El proceso entero se llevó casi tres años desde el ilícito y al final, antes del desenlace, el cerebro del grupo financiero entregó por interpósita persona a las monjitas, una suma arriba de los 526 mil dólares, por lo que las religiosas graciosamente hicieron mutis por el foro, bellas como la princesa de Margarita, pues ya tenían el prendedor, dejando colgados de la brocha al resto de demandantes, que no tuvieron espacio para plantear: “a todos o a nadie”.

Al final del cuento, los tres ciudadanos acusados fueron declarados culpables de estafa agravada, crimen organizado y ofrecimiento fraudulento de efectos de crédito.  De los tres solo dos estuvieron presentes en el juicio pues uno de ellos, tempranamente se juzgó a sí mismo y se declaró inocente y en las propias narices de sus guardianes puso pies en polvorosa y quién sabe cómo, cruzó la frontera y nadie sabe por dónde anda.  Así pues dos de ellos purgan condena en la cárcel, pero eso sí, bendecidos por su gesto de la devolución.  El resto de los afectados se quedaron oliendo el dedo, pues no se pudo rastrear el dinero y no hay esperanzas de que puedan algún día recuperarlo.

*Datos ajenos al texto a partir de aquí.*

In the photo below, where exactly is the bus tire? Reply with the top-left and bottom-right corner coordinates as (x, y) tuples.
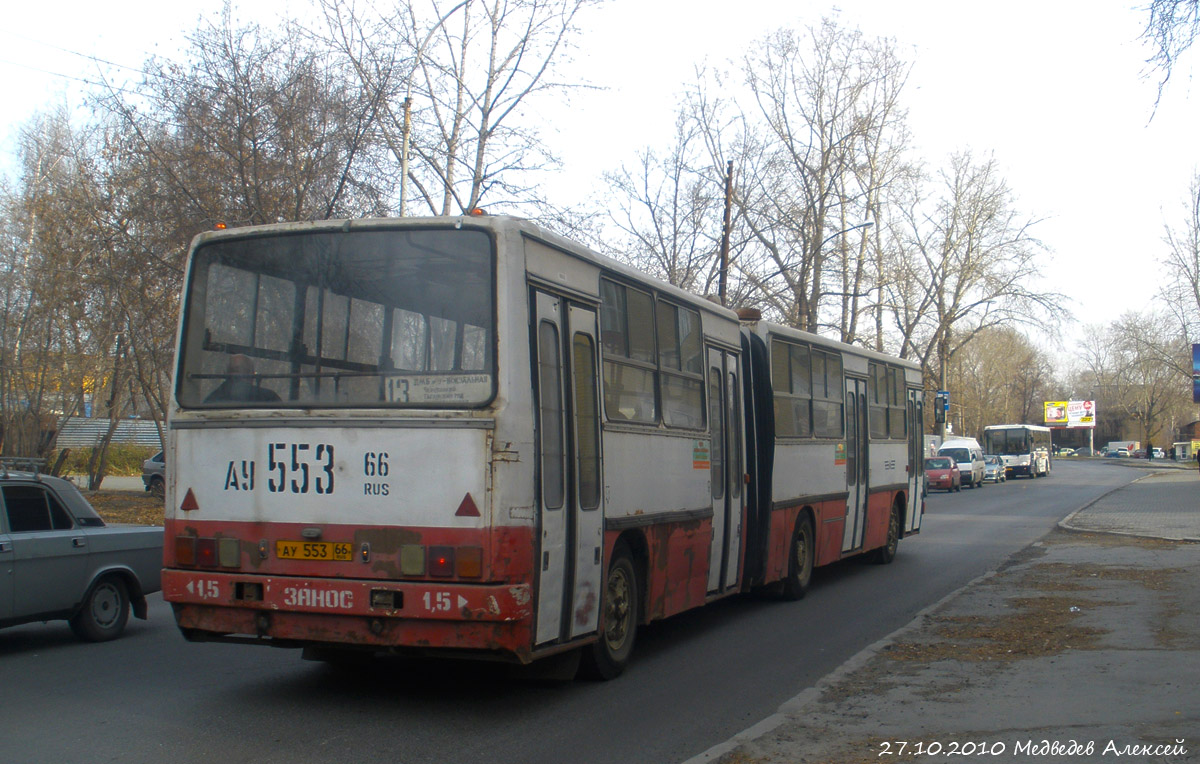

Así pues, es importante saber que el diminutivo bien empleado puede ser en extremo beneficioso, sin embargo hay que saber hacerlo, en especial estar conscientes que la palabra ingenuo no tiene diminutivo.

 

 

5 comentarios

Archivado bajo cultura, diminutivo, lenguaje, Nicaragüense

5 Respuestas a “El diminutivo cabalga de nuevo

  1. Edgard E. Murillo

    ¡Soberbio, maestro! Saludos…

  2. Marco Antonio Cortez

    Excelente artículo sobre este sonado “caso de la monjitas”, a propósito un diario local el día de hoy público que uno de los implicados en este caso prófugo de la justicia nicaragüense fue intervenido quirúrgicamente para extraerle un tumor cerebral el pasado jueves en un hospital estadounidense, no sé cómo es que es buscado por la Policía Internacional (Interpol) y tranquilamente se pasea por las calles y hasta requiere de salud en un hospital de lujo.

  3. Manuel Garcik

    Don Orlando Ortega, maestro de prosa.